Like so many people--lucky people, I'll add--It's been 17 months since I was fired from Ogilvy for being old and about 20 months since I've taken a vacation.
Since I was ageism'd out of the industry, my life has turned upside-down. There's no joy in finding yourself unemployed at any time. But to be thrown out as useless because ostensibly you're old is enough to leave you feeling gutted.
Fortunately, my reputation in the industry was solid enough for me to quickly--after my severance ended--gain employment. I went to work freelance for Ogilvy's ex-CCO, Steve Simpson and then, rather quickly, clients began beating a path to my keyboard.
I had decided since I was canned that I really couldn't afford any longer to work at an agency. By the time they're done paying their Holding Company vig, their ever-expanding roster of c-suite executives, the line of black-cars that waits outside the office every night, there's really no money for the people who do the work.
That doesn't include, of course, subsidizing the failing office in East Fonguick, $7000/night suites at Cannes, three or five former CEOs paid in perpetuity, and so it goes. The chart directly above shows this isn't just me being bitter.
But for all that, thank whatever or whomever you believe in.
Though the lesson for me is believing in yourself.
Because since Holding Company economics decided to rid a once august agency of the bulk of its talent, my new work-life has restored some long-time precepts that had been shattered by corporate power, monopolistic practices and runaway shareholder capitalism.

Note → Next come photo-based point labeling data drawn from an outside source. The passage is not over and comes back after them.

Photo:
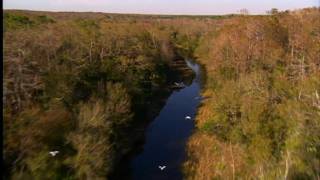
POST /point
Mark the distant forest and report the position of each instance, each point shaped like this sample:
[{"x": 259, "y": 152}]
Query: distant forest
[{"x": 78, "y": 83}]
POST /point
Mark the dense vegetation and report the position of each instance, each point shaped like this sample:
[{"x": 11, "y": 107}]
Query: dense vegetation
[
  {"x": 261, "y": 115},
  {"x": 78, "y": 85},
  {"x": 79, "y": 82}
]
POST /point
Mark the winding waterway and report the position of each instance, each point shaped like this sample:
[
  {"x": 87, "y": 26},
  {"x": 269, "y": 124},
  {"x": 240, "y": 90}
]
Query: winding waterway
[{"x": 167, "y": 135}]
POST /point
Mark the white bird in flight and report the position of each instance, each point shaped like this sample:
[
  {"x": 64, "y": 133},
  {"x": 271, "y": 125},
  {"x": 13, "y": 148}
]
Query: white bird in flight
[{"x": 53, "y": 153}]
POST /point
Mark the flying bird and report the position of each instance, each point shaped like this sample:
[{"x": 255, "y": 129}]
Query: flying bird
[
  {"x": 162, "y": 167},
  {"x": 53, "y": 153}
]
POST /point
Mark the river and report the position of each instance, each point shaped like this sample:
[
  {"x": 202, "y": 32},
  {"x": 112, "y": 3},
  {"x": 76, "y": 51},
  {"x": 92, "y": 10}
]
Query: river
[{"x": 167, "y": 134}]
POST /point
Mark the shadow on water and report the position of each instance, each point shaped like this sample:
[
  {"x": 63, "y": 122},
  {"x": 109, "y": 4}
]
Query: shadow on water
[{"x": 165, "y": 137}]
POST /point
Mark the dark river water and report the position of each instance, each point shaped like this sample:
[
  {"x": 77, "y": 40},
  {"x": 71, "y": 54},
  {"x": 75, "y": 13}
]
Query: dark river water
[{"x": 167, "y": 134}]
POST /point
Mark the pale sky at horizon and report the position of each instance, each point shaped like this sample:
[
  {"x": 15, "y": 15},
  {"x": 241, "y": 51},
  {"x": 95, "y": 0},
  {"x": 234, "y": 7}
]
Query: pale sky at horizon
[{"x": 192, "y": 7}]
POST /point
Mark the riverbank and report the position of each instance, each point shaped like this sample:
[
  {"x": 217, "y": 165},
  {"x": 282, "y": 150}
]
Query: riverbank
[
  {"x": 261, "y": 119},
  {"x": 135, "y": 133}
]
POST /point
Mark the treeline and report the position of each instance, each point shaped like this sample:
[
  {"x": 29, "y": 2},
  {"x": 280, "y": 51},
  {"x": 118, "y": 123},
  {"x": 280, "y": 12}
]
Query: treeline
[
  {"x": 76, "y": 85},
  {"x": 261, "y": 115}
]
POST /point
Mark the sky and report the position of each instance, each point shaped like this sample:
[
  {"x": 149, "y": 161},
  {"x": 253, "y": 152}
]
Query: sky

Primary among these is the most basic. Something that's been missing from our trickle-down belly-up economy for virtually my whole life.
In short, and for the first time in decades, the more I work, the more I earn.
You'd think that equation would be pretty simple--even fair, if I can use naive principles like fairness.
But the titans of the ad business have broken the correlation between work and pay. They've broken the loyalty equation--you're meant to be loyal to the company, to work nights and weekends (without extra-pay) and you'll get nothing back.
When I was fired at 4:15 in the afternoon, about six hours after the rest of my tranche, I was offered a paltry amount of severance which did not include my previous years of service.
"We're just going by the book, George," they said.
"Did you go by the book when you had me cancel vacations, work around the clock, work every weekend and always come through to handle disasters? Did you go by the book, then?"
Of course, there's no answer to any of this. There's just this, from Mr. Welles, who knew about corruption, dishonesty and the venal.
This is Amerika, today. And there's nothing any of us little people can do about it.
But there is this: The other night, late, I got a note from a client. I deal with smaller clients now than I had--but I'm dealing with the C-level, not fourteen steps to get to the C-level.
"George, I have an hour on Friday. I'd love to see some work."
This was Tuesday, late, and I had just gotten my proposal approved four hours earlier. I hadn't started writing yet.
"Sure," I answered.
I'll be ready.
And the work will be good.
Because it's my work. And my choice. And my money. And my rewards.
And that's the way the business should be.
When you run things for clients, and workers, and the work.
Not for speculators, arbitragers, and Ponzi-schemers.